JB: The Polish people, for example, in the early '80s played a key role, in a way that the Romanians didn't.
DJ: Solidarity didn't have to happen, and might not have happened — it was a huge risk for the people involved — but it worked.
JB: If you want to make a counter-factual point, the contrast between China in 1989 and the circumstances in Eastern Europe and Russia at that point is quite dramatic. That reminds us that how we understand China today is bound up with what we think of the Cold War. Now in a sense we have a very benign view of the end of the Cold War because our perspective is that of Western Europe. If your perspective on the Cold War was that of, say, South Korea or Taiwan, you might not have such a harmonious view of it. This is quite significant because in a way the question of when and whether the Cold War ends means very different things in different trajectories.
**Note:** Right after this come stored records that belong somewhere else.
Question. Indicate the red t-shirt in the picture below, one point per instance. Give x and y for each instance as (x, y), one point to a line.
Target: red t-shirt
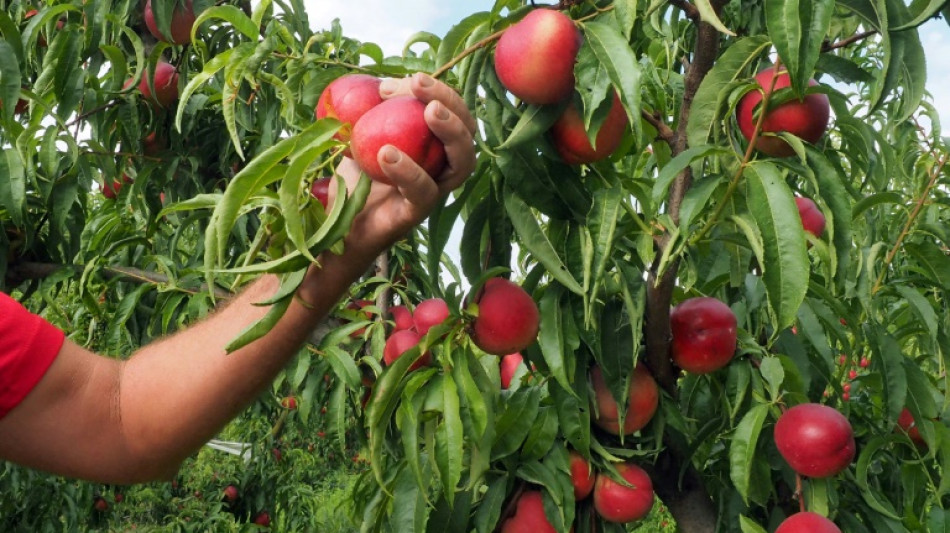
(28, 345)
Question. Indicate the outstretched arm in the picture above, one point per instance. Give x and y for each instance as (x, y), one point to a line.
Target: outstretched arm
(130, 421)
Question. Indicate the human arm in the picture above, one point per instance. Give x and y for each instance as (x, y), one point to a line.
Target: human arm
(129, 421)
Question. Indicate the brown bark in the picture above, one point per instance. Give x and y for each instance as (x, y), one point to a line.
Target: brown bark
(686, 496)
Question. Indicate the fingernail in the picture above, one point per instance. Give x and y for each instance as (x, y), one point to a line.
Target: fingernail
(388, 86)
(390, 154)
(441, 112)
(425, 80)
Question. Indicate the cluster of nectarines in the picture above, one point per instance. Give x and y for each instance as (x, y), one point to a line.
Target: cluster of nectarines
(507, 322)
(613, 501)
(369, 123)
(534, 60)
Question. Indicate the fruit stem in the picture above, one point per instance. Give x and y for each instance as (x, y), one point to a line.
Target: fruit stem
(467, 52)
(746, 159)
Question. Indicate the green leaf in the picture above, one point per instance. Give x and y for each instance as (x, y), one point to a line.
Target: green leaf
(13, 186)
(233, 16)
(604, 216)
(742, 449)
(931, 262)
(888, 363)
(458, 35)
(774, 374)
(679, 163)
(261, 327)
(927, 11)
(708, 14)
(550, 337)
(290, 190)
(785, 271)
(410, 511)
(871, 496)
(536, 242)
(9, 79)
(748, 526)
(211, 68)
(534, 122)
(613, 51)
(449, 440)
(705, 111)
(798, 29)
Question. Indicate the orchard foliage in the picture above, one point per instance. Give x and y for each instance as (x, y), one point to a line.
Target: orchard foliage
(855, 318)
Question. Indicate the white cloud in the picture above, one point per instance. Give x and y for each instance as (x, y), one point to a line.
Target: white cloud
(384, 22)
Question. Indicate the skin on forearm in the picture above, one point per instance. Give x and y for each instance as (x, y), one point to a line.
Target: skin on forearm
(167, 431)
(115, 421)
(132, 421)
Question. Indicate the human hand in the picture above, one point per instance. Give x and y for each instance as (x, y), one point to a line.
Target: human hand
(392, 210)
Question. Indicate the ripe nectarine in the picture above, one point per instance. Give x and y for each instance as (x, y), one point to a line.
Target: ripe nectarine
(348, 98)
(529, 515)
(807, 118)
(400, 122)
(583, 476)
(534, 58)
(816, 440)
(619, 504)
(183, 18)
(704, 335)
(807, 522)
(428, 313)
(508, 319)
(643, 399)
(571, 140)
(813, 221)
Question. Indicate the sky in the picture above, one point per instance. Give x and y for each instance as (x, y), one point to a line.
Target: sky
(389, 23)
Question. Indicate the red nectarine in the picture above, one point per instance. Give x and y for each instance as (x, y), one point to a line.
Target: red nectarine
(813, 221)
(816, 440)
(571, 140)
(399, 122)
(428, 313)
(534, 58)
(807, 119)
(643, 399)
(619, 504)
(508, 319)
(529, 515)
(704, 335)
(183, 18)
(348, 98)
(807, 522)
(508, 366)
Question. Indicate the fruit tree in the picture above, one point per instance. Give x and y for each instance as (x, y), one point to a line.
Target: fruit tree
(698, 216)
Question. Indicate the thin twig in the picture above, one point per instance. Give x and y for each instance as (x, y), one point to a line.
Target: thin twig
(747, 157)
(689, 9)
(664, 132)
(935, 172)
(827, 47)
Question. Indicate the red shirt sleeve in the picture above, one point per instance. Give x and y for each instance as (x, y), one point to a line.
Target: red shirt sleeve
(28, 345)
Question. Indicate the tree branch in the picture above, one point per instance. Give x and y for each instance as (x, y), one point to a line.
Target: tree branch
(689, 9)
(663, 131)
(686, 496)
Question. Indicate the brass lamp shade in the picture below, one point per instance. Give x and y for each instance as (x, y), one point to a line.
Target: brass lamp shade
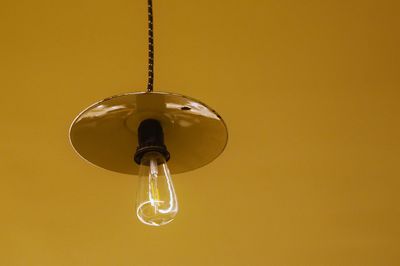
(105, 134)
If you lived in Angola, for example, the fighting between the MPLA government and Unita goes on into the early '90s. It has a different timetable, a very "hot" war incidentally, in some parts of the world — it was the same in El Salvador. So there are complexities, and one of the interesting things about history is the way in which you have to try and reconcile into an analysis, into a narrative, very disparate developments. The fact that individuals, groups, nations move on different timetables, that is a challenge.
DJ: I want to come back to the beginning — the new government we now have and its immediate tasks ahead. Given your historical knowledge, do you give this government, this extraordinary "pantomime horse" as someone has already called it, a chance of survival? Will it make a serious difference or is it doomed from the beginning?
NS: I have to say, I do not expect too much from it. You can obviously take a disparate cabinet and drive it in a particular direction some of the way, but how far is at least questionable and it will take prodigious gifts of leadership. Margaret Thatcher took about two years to settle down, and she had a solid enough majority. If it is a fissiparous coalition, then I'm afraid it might be just a little bit of this, a little bit of that, and the lowest common denominator changes. I'm afraid I would expect an election in a very short time — in a year or so. Supposing they are confronted with a run on the pound and the IMF is called in, on which I agree with Niall Ferguson. We probably should now do the audit of the accounts to pin the blame very firmly to where it belongs.
JB: I am not necessarily disagreeing with Norman but this is not inherently a proof that the coalition government is a bad thing. All governments are coalitions — the Conservative Party, the Labour Party are coalitions, the Liberal Democrats more than most as a political party is a coalition. I'm not convinced that a coalition at the present moment is inherently less likely to succeed than a government which, after all, is supported only by a minority of the electorate.